Through a sophisticated laser marking system, the simulator pinpoints an exact area for treatment. The patient’s treatment area can now be accurately marked and recorded, while still in the CT scanner – eliminating a step in the treatment process. Information from the simulator is then transferred to the Eclipse Treatment Planning System, and then to a linear accelerator for radiation treatment.
We recently added another state-of-the-art method of cancer treatment that delivers high doses of radiation directly to the cancer cells in a very targeted way, again with much more precision than conventional radiotherapy. Intensity-Modulated Radiation Therapy (IMRT) uses computer-generated images to plan, and then deliver, tightly focused radiation beams to a cancerous tumor, encompassing it in a three-dimensional radiation “cloud,” within the intersection of several beams which are delivered from different angles.
The process begins when diagnostic images are converted to three-dimensional models which allow a treatment plan to be developed, based on tumor size, shape, and location within the body, combined with the physician’s dose instructions. Treatment can then begin in our linear accelerator, which is equipped with a special beam-shaping device called a multileaf collimator (MLC).
The 120 tungsten leaves, or slats, of our MLC precisely shape the beam of radiation. The MLC is dynamic, and moves during treatment, varying the dose delivered across each beam; this allows high doses of radiation to be delivered to the tumor, while preserving more of the healthy tissue around the affected area.
Although IMRT may not be appropriate for all patients, clinical studies have shown that higher dose rates, delivered through this technique, are improving the rate of tumor control. With early detection, IMRT may be able to eradicate tumors before cancer spreads; and physicians can treat cancers that were previously untreatable with radiation therapy. In addition, IMRT can usually be done on an outpatient basis.
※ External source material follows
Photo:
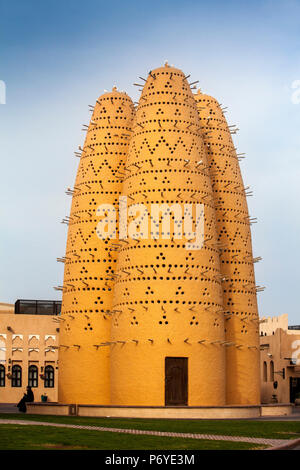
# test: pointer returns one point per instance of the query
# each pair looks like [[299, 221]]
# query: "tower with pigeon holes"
[[148, 318]]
The greatest technology doesn’t mean a lot without qualified people to operate it, and nurture patients through their treatment. Staff Radiation Oncologist Cynthia Ballenger, M.D., is licensed in three states and certified by the American Board of Radiology. The North Carolina native served as the Assistant Professor of Radiation Oncology at Emory University, in Atlanta, before joining the Albemarle Hospital Regional Oncology Center. She also served as a radiation oncologist at Duke University Medical Center’s Department of Radiation Oncology. Other Regional Oncology Center staff includes three registered radiation therapists, a registered nurse, a physicist, and a dosimetrist.
Albemarle Health offers multi-dimensional cancer treatment including surgery, radiation oncology, chemotherapy in its ambulatory infusion center, pastoral care, and a palliative care program. Albemarle Health also sponsors various support groups for patients and their families, and works closely with the American Cancer Society to provide education, cancer prevention information, and screening programs for residents in its seven-county service area.